# Skinnies on different size rim



## lilman (Jul 9, 2011)

I found a set of 30x9x14 for 600$ with 40 miles on them. My rims are two different widths so will that affect the overall diameter of the tires? Also, they can be had for 800$ with rims for an arctic cat? Does arctic cat have same lug pattern as kawasaki?


----------



## Polaris425 (Dec 16, 2004)

^ I dont think they do... Kawi's are 4/110 for IRS and 4/137 for SRA. 

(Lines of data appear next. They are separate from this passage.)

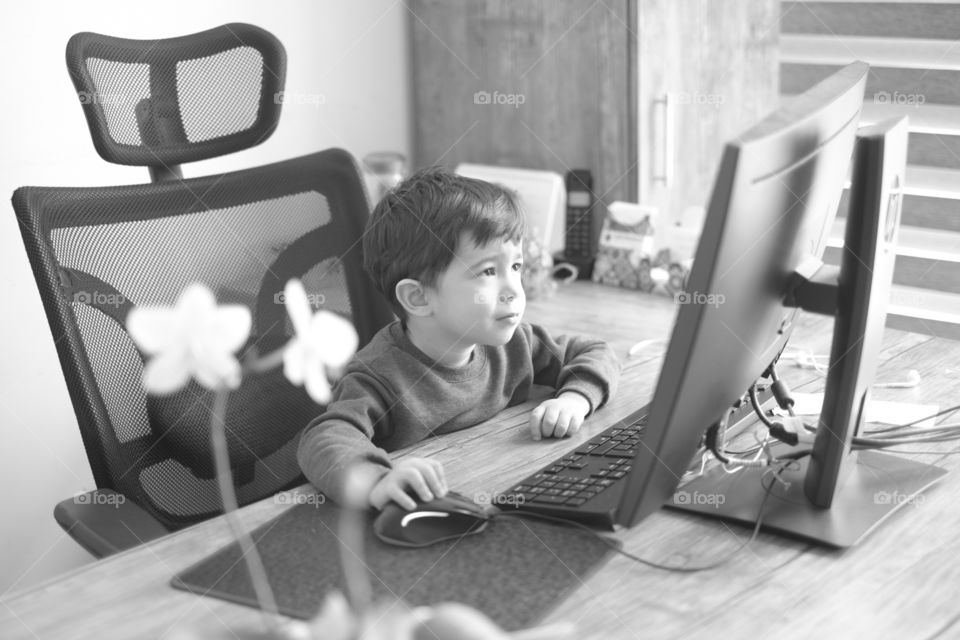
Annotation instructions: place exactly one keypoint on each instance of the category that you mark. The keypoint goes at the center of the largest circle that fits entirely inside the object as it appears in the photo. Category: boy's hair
(413, 231)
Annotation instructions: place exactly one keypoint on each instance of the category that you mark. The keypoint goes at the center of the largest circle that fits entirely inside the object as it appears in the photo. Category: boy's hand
(424, 477)
(560, 416)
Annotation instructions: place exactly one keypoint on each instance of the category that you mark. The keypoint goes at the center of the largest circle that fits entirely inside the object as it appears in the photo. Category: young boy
(447, 253)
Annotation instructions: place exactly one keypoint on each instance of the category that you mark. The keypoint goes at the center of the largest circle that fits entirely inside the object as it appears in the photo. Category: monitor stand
(877, 485)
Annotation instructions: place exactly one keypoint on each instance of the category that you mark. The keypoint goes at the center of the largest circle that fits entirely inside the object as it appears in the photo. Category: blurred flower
(323, 341)
(194, 339)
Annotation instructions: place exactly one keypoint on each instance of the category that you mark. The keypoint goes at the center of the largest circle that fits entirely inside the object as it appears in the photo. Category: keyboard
(585, 485)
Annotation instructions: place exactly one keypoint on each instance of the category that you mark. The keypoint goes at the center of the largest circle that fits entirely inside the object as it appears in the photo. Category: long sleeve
(587, 366)
(343, 435)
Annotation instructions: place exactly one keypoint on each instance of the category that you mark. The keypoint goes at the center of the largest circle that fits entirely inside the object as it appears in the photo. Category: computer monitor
(758, 259)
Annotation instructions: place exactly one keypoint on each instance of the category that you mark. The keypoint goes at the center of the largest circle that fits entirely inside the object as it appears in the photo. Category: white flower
(194, 339)
(323, 341)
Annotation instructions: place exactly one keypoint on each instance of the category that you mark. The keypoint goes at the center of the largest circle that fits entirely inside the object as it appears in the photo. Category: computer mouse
(446, 518)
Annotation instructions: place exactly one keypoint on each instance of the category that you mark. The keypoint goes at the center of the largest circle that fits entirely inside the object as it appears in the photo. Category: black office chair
(98, 252)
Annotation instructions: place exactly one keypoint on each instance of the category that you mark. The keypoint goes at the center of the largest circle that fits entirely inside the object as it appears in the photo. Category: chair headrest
(158, 103)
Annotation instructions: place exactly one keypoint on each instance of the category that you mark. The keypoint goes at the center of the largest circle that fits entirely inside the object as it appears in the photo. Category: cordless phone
(580, 239)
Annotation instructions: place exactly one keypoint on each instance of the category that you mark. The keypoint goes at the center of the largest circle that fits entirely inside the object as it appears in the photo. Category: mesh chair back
(159, 103)
(97, 252)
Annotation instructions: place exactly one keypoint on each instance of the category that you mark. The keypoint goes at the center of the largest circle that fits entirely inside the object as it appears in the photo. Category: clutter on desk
(540, 276)
(633, 253)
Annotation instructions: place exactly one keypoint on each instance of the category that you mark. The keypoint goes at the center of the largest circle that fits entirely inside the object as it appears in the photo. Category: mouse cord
(650, 563)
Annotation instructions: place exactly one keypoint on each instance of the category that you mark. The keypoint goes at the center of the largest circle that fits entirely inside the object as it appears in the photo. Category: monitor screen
(758, 260)
(773, 202)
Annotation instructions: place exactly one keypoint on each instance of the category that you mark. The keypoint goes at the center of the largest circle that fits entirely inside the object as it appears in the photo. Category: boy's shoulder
(382, 348)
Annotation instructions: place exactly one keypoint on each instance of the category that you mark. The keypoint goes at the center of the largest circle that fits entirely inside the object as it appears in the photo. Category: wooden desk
(902, 582)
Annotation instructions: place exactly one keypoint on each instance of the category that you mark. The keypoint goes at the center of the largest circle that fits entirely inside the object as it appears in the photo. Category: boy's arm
(342, 436)
(584, 365)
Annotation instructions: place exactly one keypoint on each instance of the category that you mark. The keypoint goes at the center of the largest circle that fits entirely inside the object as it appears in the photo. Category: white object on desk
(543, 198)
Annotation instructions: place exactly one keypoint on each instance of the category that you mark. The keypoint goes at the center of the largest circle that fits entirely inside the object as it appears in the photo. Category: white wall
(353, 54)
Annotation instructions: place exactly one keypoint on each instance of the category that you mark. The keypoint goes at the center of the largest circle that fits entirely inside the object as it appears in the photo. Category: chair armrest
(105, 522)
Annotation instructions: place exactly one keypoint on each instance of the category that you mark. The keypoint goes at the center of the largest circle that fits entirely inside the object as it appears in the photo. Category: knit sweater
(393, 395)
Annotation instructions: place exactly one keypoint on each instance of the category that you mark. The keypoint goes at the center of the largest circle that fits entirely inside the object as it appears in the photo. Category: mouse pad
(515, 571)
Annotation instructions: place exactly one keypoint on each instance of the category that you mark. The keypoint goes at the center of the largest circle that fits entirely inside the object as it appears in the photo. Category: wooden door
(706, 70)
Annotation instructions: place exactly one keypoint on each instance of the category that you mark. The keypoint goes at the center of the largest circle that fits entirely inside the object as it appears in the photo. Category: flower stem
(221, 459)
(266, 363)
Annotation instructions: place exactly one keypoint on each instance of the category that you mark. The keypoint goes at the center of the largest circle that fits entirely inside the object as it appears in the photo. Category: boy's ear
(412, 297)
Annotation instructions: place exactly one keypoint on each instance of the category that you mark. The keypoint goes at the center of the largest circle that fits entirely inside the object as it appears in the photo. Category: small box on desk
(633, 253)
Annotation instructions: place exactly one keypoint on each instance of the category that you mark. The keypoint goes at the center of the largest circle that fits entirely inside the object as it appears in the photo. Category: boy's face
(479, 299)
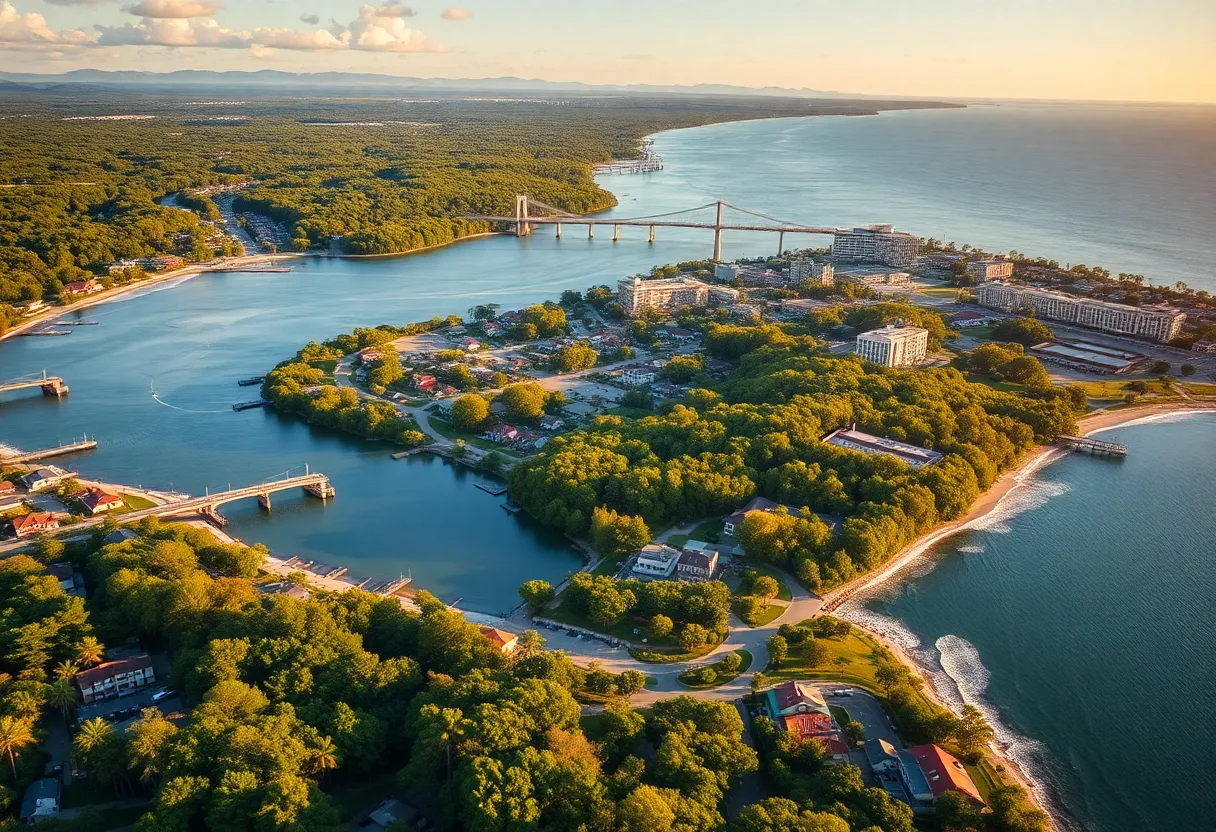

If they were 10's or 11's I'd say they'd be just fine on your wider rims, I had 10's on rear rims & they were fine. But the 9's are pretty skinny I dont think it would work well on a wider rim. I'm guessing you might have 8" wide rims for the rear? It might be fine but... I dunno


----------



## filthyredneck (Feb 10, 2010)

I just picked up a set of 8" wide wheels not too long ago because I got a good deal on them, I have skinny 31 laws up front on these wheels....Didn't have any trouble mounting them or airing them up, but first ride out I had to get against a tree REALLY HARD while turning out of a hole and managed to make one of them start leaking around the bead and it did manage to get low enough to come off the rim before I was able to make it back to my truck :34:
Had it not been for that I wouldn't have had any probs. There where several other trees and cypress stumps that were run over as well as several hard ruts and a couple wheelies. That being said, I think you could run them, but it would require you to pay a little attention while on the trail.


----------



## lilman (Jul 9, 2011)

I appreciate the replies y'all. I'm going with a set of practically brand new skinny wide mudzillas for 250$. I just like a good deal!


----------



## lilman (Jul 9, 2011)

And polaris425, Roll Tide!!!!


----------



## Polaris425 (Dec 16, 2004)

sounds good! and Roll Tide back at ya! lol


----------